At any rate, as long as specific code does what it was supposed to do, and has no bugs, the one thing that matters is speed - be it execution speed, or writing this thing speed.

Personally I am happy to trade execution speed if some tasks takes me only a few minutes to solve, and I continually expand my available scripts. IT is like an ecosystem that grows and grows but it doesnt get ugly like perl.

Gwenhwyfaer said...

"Not true. I never felt this way."

anonymous, if you won't even put your name against your opinion, why should I treat it as statistically significant?

febuiles said...

Some comments:

1) Strong typing is not the same as static typing as someone said earlier.

2) Type inferring compilers are not the panacea. I haven't touched O'Caml or Scala, but I've noticed how Haskell and F# need a hand sometimes to determine the right types (e.g. when playing with Parsec/UU parsers). I find myself writing the types for most non-trivial functions (as most Haskell programmers do for the more-than-one-line functions.

3) Typing Speed : SpeedRange each time you want to create a Speed increases your keystrokes by a nice factor. When you're working in a language like Java with ReallyFreakingLongNamesInCamelCase the "factor" of noise vs. real working code's scary. Are you sure you're getting enough out of your types system? Are you sure you can't do that with duck typed languages?
Maybe your example wasn't clear enough for me, but can't I do that with class variables and one line in the constructor in most OO languages?
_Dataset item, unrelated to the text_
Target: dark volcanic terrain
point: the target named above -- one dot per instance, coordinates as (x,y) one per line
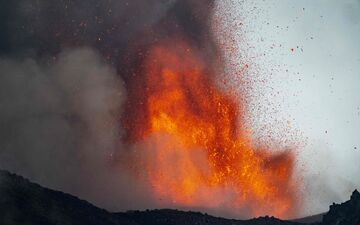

4) I had something smart to say...but I forgot :P

Federico Builes said...

I forgot to link this image in the last comment:
http://data.tumblr.com/PDVq61dc523i4o67lFgz56VG_400.gif (not spam, really :)

I can't remember where I found it (maybe Steve Yegge's blog or something), but I found it funny :)

Anonymous said...

The example of inteveral types doesn't really have anything to do with static typing.

Consider common-lisp which has equivalent interval types (integer 0 100), (real 0 (100)), etc.

This is not a static typing system. So, I think that your whole premise is essentially mistaken -- what you mean to talk about is the expressivity of type systems, and that's orthogonal to their static/dynamic nature.

James said...

The points you make about Ada's safety features are, I think, specific to Ada's constraint system, and not necessarily due solely to static typing: If you had

int Speed_Range

for instance, it's "statically typed", but you don't really have any more information or safety than you would if it was dynamically typed.

Of course, there's always the best of both worlds: Common Lisp, where you have dynamic typing by default, but the ability to declare types if you want.

Marc said...

@James:

>int Speed_Range

The equivalent in Ada would be:

Speed_Range : Integer;

And agreed, the only things you know per this declaration are those specific to its Integer type--but which still consists of all the relevant "type attributes" that Ada provides for such types.

But "Speed_Range : Integer" is a poor variable declaration, because you (the developer) have asserted nothing about the speeds allowed by the associated entity. (Does the speed really range over +/- 2 billion?? By constraining the variable with a suitably specific type, you've added information to your code, and Ada allows you to access that explicit information and much derivable information.

James said...

@Marc

That's exactly my point: The supposed usefulness of static writing here is really the usefulness of Ada's particular properties: That is, the benefits of safety are really dependent on the specific language and coding conventions than something as broad as "type system".

Marc said...

@James:

Which is exactly my point! :-)

With Ada strong and static typing go hand in hand:

"If strong typing is going to be seriously valuable it has to do more than merely ensure type safety, it needs to actually add concrete information to the software."

So I'm agreeing with you, it's not static or strong typing alone, but what you build atop it that adds value. In Ada's case there was a conscientiously designed "type model" that added value.

So dismissing strong/static typing as mere metadata in and of itself is accurate, but uninteresting.